Modern technology, while offering unprecedented daily convenience, has inadvertently reduced our physical activity. Apart from public promotions, planners, architects and designers can play an important role in encouraging healthier lifestyles by implementing the ‘active design’ concepts in urban development.
Drawing upon our global expertise, as well as engaging with local stakeholders, academics and the industry, Arup and the Hong Kong government’s Planning Department delivered the first-of-its-kind strategy and design guidelines for Hong Kong’s urban transformation. Our study, which incorporates comprehensive research, identifies the barriers and opportunities for various user groups and aims to shape an urban environment that makes it easier for all Hong Kong residents, regardless of age or fitness level, to choose more active daily lives.
Download ‘Active Design Guidelines’ (File size: 112MB)
Creating an active city with healthy people
Responding to the complexity of designing high-density urban environments, a challenging topography and introducing our global expertise of Cities, we formulated the Active Design Guidelines with themes, objectives and design guidelines at the neighbourhood and the building scales.
At the neighbourhood scale, the Guidelines emphasise the creation of an active city through the provision of diverse and flexible active destinations that are accessible for all groups in the society, complemented by interesting and convenient pedestrian routings, providing people with the opportunity to engage in more physical activities in their daily life.
At the building scale, since buildings in the city are composed of multiple uses, the Guidelines focus on the strategic positioning of building functions, the creation of active spaces and facilities as well as the designing of active routes within and around the building, encouraging users’ movement. Active building frontages support a vibrant and safe pedestrian realm, enhancing the walking experience.
Contributing to a healthy urban environment
The progression from policy to implementation is challenging. Our study proposed an incremental approach to mainstreaming the concept of active design in the planning and development process.

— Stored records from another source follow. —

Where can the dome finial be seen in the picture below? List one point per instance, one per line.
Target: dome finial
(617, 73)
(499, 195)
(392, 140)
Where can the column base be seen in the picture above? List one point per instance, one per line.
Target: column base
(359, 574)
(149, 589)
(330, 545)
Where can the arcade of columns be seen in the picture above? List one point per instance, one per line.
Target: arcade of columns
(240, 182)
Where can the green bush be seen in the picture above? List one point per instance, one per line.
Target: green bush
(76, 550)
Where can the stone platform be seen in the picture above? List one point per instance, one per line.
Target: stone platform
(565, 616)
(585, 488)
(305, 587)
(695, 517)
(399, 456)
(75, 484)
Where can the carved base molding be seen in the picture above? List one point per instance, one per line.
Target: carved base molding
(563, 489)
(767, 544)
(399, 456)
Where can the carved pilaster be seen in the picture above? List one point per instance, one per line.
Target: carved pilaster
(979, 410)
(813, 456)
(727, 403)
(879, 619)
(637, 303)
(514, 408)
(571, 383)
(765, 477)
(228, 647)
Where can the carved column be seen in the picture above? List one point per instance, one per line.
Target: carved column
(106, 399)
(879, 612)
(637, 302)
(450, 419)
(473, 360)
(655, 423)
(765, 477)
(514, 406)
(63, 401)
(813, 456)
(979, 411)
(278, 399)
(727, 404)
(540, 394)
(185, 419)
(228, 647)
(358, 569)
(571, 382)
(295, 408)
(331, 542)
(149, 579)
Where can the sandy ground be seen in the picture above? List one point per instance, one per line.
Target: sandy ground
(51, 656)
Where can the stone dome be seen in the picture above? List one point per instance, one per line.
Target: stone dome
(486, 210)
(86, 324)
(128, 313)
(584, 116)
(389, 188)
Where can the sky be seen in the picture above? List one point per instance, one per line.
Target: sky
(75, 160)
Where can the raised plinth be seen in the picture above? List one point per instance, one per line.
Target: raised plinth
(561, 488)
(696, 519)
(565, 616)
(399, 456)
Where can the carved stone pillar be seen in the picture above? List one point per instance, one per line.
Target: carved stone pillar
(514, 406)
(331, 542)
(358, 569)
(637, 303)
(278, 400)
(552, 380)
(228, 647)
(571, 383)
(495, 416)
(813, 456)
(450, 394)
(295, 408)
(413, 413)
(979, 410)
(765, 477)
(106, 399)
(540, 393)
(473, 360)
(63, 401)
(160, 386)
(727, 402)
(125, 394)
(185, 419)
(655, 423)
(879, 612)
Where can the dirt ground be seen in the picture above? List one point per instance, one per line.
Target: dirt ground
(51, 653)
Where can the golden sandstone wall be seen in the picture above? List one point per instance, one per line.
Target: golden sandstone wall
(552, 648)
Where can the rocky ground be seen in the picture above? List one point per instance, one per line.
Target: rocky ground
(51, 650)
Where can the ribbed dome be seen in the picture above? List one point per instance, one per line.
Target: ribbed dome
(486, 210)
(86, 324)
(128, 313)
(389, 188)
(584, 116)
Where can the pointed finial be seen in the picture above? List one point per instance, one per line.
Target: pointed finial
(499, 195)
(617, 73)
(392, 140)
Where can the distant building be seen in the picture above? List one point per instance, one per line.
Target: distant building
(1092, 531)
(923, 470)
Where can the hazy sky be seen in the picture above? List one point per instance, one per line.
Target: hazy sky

As a start, we’ve made the Active Design Guidelines publicly available to raise awareness among practitioners; followed by promoting the application of the Guidelines in multiple public development projects to capture public attention on the associated benefits of active design; and then scaling up effort to institutionalise the Guidelines into the planning and development regime.
The Active Design Guidelines not only serve as a valuable reference for the design practitioners to understand and incorporate active design considerations in development projects, but also provide a forward-looking and people-oriented approach to nurturing active design, ensuring healthy lives and promoting well-being for all, at all ages.